Effects of exercise training on mitochondrial function in atorvastatin-treated rat heart
Jun-Won Heo,Mi-Hyun No,Su-Zi Yoo,Dong-Ho Park,Ju-Hee Kang,Su-Jeen Jung,Hyo-Bum Kwak 한국운동재활학회 2018 한국운동재활학회 학술대회 Vol.2018 No.10
Statins (3-hydroxy-3-methylglutaryl coenzyme A reductase inhibitors), which are cholesterol-lowering drugs widely used in the treatment of cardiovascular disease, cause adverse side effects in skeletal muscle ranging from fatigue to fatal rhabdomyolysis, leading to mitochondrial dysfunction. However, whether statins affect heart mitochondrial function is not clear. In addition, the effects of aerobic exercise training on mitochondrial function in statin-treated heart have not been clearly elucidated. Therefore, the purpose of this study was to determine the effects of in vivo atorvastatin treatment and aerobic exercise training on mitochondrial function (e.g., mitochondrial O2 respiration, H2O2 emission, Ca2+ retention capacity) in the rat heart. Male Wistar rats were randomly assigned to control (CON), 5 mg atorvastatin-treated group (STAT), and 5 mg atorvastatin treatment plus aerobic exercise group (STAT + EX) (N=12 rats/group). Animals were administered via oral gavage with a vehicle, 5 mg/kg/day atorvastatin dissolved in 0.25 % w/v hydroxypropyl methylcellulose for 12 weeks.
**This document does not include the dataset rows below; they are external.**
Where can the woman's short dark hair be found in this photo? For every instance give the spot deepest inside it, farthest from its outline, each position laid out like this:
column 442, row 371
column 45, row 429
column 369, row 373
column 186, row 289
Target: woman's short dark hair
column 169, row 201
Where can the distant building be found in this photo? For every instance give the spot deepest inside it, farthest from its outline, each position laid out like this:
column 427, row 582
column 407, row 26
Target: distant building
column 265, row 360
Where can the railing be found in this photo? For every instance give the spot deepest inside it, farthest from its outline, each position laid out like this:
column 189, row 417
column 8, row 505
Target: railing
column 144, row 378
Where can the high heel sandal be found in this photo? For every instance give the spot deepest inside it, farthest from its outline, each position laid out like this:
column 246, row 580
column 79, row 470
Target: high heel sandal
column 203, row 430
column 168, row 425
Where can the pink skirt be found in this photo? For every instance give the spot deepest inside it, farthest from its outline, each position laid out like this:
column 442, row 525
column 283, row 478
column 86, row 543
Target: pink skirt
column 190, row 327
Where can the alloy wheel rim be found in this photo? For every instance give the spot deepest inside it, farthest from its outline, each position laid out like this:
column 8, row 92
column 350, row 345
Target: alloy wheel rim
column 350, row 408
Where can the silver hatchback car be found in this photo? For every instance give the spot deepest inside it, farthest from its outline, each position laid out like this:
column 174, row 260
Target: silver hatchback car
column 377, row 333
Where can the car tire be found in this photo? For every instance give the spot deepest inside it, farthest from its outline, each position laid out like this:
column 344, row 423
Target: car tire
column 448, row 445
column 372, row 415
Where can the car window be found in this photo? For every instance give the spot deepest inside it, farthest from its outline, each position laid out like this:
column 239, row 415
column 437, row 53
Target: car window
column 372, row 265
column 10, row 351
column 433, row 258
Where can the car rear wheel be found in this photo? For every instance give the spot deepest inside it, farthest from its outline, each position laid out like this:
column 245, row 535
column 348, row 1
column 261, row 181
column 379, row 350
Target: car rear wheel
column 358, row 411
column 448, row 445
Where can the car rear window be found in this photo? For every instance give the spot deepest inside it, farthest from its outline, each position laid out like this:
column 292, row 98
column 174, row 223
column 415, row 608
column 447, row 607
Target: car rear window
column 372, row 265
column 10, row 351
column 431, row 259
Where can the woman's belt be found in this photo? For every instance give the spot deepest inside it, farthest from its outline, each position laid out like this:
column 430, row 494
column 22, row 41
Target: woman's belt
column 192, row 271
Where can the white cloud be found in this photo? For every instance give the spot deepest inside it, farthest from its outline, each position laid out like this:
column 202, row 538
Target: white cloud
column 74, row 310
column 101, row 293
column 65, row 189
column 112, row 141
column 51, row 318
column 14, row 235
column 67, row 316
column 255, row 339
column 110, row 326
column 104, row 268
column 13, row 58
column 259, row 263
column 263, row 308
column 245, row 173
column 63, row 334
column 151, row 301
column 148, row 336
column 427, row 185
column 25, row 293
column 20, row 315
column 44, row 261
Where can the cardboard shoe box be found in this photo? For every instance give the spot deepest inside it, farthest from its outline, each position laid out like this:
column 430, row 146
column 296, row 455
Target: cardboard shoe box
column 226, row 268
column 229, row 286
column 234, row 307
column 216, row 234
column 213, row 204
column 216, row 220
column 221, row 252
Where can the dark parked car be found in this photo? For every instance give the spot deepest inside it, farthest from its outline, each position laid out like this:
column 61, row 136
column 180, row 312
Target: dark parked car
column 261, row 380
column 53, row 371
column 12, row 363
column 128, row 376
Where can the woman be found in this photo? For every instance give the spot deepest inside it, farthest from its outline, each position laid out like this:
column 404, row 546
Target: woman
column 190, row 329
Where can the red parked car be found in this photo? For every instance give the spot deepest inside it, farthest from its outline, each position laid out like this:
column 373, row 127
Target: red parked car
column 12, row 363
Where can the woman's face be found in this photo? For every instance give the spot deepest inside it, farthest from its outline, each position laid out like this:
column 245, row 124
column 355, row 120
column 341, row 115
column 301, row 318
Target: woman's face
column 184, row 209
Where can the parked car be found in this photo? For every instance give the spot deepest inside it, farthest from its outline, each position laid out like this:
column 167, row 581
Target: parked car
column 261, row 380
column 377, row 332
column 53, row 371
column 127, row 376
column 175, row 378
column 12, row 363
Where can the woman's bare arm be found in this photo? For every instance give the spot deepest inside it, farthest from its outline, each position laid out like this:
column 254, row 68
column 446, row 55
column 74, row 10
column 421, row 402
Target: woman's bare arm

The left ventricle (LV) was permeabilized by saponin for determination of mitochondrial respiratory capacity, mitochondrial H2O2 emission, and Ca2+ retention capacity. LV mitochondrial O2 respiration and Ca2+ retention capacity were not affected by 12 weeks treatment of atorvastatin. However, aerobic exercise training improved mitochondrial O2 respiration and Ca2+ retention capacity in LV. In contrast, mitochondrial H2O2 emission and Ca2+ retention capacity were reduced by exercise training. These data demonstrated that although LV mitochondrial function was not affected by atorvastatin treatment for 12 weeks, aerobic exercise training improved the mitochondrial function in the rat LV, suggesting that aerobic exercise training plays a pivotal role in improving mitochondrial function in the heart.